Repeat the same for every letter of the strings and sum everything up and that is your solution.
This answer gives an example to explain why finding the median number of repeats produces the lowest cost.
Suppose we have values:
1 20 30 40 100
And we are trying to find the value which has shortest total distance to all these values.
We might guess the best answer is 50, with cost |50-1|+|50-20|+|50-30|+|50-40|+|50-100| = 159.
Split this into two sums, left and right, where left is the cost of all numbers to the left of our target, and right is the cost of all numbers to the right.
left = |50-1|+|50-20|+|50-30|+|50-40| = 50-1+50-20+50-30+50-40 = 109
right = |50-100| = 100-50 = 50
cost = left + right = 159
Now consider changing the value by x.

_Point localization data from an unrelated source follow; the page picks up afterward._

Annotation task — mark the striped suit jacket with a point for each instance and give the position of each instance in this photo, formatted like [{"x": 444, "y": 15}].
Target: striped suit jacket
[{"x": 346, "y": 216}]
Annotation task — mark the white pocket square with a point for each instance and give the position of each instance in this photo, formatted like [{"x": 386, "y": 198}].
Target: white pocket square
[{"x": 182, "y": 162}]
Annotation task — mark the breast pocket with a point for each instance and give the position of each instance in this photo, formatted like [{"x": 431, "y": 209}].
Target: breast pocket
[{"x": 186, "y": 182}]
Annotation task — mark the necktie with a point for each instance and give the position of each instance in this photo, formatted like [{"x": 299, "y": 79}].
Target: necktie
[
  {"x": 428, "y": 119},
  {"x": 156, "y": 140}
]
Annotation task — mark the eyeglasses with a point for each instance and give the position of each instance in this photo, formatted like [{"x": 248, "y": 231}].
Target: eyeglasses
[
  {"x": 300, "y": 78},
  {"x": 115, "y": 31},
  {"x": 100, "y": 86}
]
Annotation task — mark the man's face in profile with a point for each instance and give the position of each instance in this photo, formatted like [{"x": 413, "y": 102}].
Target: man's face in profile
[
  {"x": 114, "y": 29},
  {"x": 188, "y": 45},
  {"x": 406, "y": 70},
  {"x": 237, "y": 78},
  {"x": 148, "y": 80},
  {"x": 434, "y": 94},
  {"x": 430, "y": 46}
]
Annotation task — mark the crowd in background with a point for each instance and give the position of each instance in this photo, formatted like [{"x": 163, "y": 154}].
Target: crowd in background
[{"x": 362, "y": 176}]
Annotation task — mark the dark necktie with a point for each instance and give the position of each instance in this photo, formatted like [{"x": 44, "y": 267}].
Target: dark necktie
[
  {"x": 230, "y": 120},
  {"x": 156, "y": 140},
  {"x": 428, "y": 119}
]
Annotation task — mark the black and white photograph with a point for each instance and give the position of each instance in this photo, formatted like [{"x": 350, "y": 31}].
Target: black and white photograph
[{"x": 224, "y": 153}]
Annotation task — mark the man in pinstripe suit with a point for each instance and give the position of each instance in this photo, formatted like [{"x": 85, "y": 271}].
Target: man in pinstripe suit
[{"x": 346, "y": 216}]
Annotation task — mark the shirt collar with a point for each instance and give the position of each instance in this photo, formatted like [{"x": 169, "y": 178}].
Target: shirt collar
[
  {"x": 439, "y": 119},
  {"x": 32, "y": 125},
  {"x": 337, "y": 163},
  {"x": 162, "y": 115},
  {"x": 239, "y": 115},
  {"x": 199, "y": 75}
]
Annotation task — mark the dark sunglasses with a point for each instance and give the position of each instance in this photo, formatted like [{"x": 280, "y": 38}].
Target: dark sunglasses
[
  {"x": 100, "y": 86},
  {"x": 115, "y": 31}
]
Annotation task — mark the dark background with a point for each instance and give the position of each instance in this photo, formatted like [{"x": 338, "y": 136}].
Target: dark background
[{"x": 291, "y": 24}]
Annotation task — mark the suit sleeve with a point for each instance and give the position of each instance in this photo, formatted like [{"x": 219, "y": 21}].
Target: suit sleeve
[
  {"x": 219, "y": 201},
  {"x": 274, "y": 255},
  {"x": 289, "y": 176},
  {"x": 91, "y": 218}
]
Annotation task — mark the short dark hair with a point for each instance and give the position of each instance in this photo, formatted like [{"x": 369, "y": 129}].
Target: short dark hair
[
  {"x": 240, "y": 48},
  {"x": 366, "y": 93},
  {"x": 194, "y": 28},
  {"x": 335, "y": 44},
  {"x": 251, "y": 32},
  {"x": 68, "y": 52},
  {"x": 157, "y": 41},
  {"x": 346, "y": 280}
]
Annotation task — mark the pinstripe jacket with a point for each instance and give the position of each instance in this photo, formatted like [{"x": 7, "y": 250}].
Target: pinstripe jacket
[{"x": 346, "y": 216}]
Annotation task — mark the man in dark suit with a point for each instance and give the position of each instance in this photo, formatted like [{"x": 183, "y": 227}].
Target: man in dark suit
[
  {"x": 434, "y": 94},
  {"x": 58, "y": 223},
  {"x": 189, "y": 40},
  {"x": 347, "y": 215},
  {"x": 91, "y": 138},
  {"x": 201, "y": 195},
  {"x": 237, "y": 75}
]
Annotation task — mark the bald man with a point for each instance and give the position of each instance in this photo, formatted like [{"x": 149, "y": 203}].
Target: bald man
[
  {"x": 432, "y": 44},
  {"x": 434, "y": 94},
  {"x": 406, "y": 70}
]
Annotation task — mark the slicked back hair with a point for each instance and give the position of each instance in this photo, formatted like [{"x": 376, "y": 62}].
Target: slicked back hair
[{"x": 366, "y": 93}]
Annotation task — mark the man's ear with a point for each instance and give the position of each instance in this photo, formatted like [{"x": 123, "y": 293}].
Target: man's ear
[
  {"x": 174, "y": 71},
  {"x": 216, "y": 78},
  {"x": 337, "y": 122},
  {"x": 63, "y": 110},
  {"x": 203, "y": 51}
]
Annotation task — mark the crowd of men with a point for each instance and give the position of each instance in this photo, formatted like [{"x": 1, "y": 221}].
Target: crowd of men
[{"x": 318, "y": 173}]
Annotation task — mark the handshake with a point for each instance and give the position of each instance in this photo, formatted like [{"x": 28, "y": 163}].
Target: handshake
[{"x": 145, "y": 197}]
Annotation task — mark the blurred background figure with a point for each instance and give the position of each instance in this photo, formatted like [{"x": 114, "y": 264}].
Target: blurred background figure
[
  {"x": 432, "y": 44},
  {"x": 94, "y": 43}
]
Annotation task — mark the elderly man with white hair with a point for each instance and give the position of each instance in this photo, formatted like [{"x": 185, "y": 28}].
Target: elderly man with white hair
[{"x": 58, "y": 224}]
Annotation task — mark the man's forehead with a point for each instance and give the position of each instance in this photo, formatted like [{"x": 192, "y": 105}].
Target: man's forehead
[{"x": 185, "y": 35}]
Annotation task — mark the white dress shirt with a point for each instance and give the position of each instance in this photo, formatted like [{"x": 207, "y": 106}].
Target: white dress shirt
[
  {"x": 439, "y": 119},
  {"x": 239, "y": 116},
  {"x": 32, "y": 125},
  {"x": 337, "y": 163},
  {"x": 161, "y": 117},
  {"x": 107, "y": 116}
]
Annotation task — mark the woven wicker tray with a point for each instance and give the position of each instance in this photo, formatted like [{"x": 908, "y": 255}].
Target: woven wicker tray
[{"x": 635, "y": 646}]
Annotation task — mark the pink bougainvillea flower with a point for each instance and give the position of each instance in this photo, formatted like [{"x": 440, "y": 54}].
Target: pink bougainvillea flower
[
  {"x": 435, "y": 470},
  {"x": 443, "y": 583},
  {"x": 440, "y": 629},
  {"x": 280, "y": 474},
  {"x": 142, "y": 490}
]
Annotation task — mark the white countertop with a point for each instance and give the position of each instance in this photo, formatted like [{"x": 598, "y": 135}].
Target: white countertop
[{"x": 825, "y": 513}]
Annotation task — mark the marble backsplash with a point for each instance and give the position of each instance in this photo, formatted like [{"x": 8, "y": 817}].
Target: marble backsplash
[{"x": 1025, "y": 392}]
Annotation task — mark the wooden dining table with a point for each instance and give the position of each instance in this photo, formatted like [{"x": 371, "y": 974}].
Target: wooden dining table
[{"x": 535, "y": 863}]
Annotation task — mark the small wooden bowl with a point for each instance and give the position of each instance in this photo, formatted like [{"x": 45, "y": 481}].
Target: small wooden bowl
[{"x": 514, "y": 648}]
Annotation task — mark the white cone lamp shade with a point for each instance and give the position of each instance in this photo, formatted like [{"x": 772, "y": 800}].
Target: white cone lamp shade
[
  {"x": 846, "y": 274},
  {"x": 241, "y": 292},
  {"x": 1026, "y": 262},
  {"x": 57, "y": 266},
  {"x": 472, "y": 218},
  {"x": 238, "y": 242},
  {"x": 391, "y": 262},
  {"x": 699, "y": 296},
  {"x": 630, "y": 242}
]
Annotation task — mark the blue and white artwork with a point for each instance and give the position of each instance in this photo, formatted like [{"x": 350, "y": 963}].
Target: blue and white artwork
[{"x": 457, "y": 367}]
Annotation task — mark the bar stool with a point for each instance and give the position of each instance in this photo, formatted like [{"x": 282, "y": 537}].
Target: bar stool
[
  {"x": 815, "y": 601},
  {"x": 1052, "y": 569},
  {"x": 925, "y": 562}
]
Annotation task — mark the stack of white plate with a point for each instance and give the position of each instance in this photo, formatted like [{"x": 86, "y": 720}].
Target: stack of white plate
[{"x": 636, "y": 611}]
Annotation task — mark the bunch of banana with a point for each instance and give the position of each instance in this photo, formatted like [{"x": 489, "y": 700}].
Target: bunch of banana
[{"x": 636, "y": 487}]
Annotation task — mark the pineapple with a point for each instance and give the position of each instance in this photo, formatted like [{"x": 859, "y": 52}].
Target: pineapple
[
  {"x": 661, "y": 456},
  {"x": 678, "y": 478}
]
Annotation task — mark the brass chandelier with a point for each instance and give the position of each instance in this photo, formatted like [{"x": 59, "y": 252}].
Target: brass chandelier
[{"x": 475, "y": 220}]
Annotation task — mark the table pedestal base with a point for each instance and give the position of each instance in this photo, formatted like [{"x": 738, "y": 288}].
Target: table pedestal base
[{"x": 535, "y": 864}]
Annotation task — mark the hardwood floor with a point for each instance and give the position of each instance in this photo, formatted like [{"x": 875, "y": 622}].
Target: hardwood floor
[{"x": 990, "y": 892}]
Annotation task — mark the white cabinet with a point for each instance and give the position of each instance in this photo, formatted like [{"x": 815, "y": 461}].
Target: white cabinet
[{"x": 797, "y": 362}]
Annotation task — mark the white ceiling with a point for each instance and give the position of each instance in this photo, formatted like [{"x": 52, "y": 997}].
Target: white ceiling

Providing x is small enough such that the same numbers are on the left, then the values will change to:
left(x) = |50+x-1|+|50+x-20|+|50+x-30|+|50+x-40| = 109 + 4x
right(x) = |50+x-100| = 50 - x
cost(x) = left(x)+right(x) = 159+3x
So if we set x=-1 we will decrease our cost by 3, therefore the best answer is not 50.
The amount our cost will change if we move is given by difference between the number to our left (4) and the number to our right (1).
Therefore, as long as these are different we can always decrease our cost by moving towards the median.
Therefore the median gives the lowest cost.
If there are an even number of points, such as 1,100 then all numbers between the two middle points will give identical costs, so any of these values can be chosen.
Since Thanasis already explained the solution, I'm providing here my source code in Ruby. It's really short (only 400B) and following his algorithm exactly.
def solve(strs)
form = strs.first.squeeze
strs.map { |str|
return 'Fegla Won' if form != str.squeeze
str.chars.chunk { |c| c }.map { |arr|
arr.last.size
}
}.transpose.map { |row|
Range.new(*row.minmax).map { |n|
row.map { |r|
(r - n).abs
}.reduce :+
}.min
}.reduce :+
end
gets.to_i.times { |i|
result = solve gets.to_i.times.map { gets.chomp }
puts "Case ##{i+1}: #{result}"
}
It uses a method squeeze on strings, which removes all the duplicate characters. This way, you just compare every squeezed line to the reference (variable form). If there's an inconsistency, you just return that Fegla Won.
Next you use a chunk method on char array, which collects all consecutive characters. This way you can count them easily.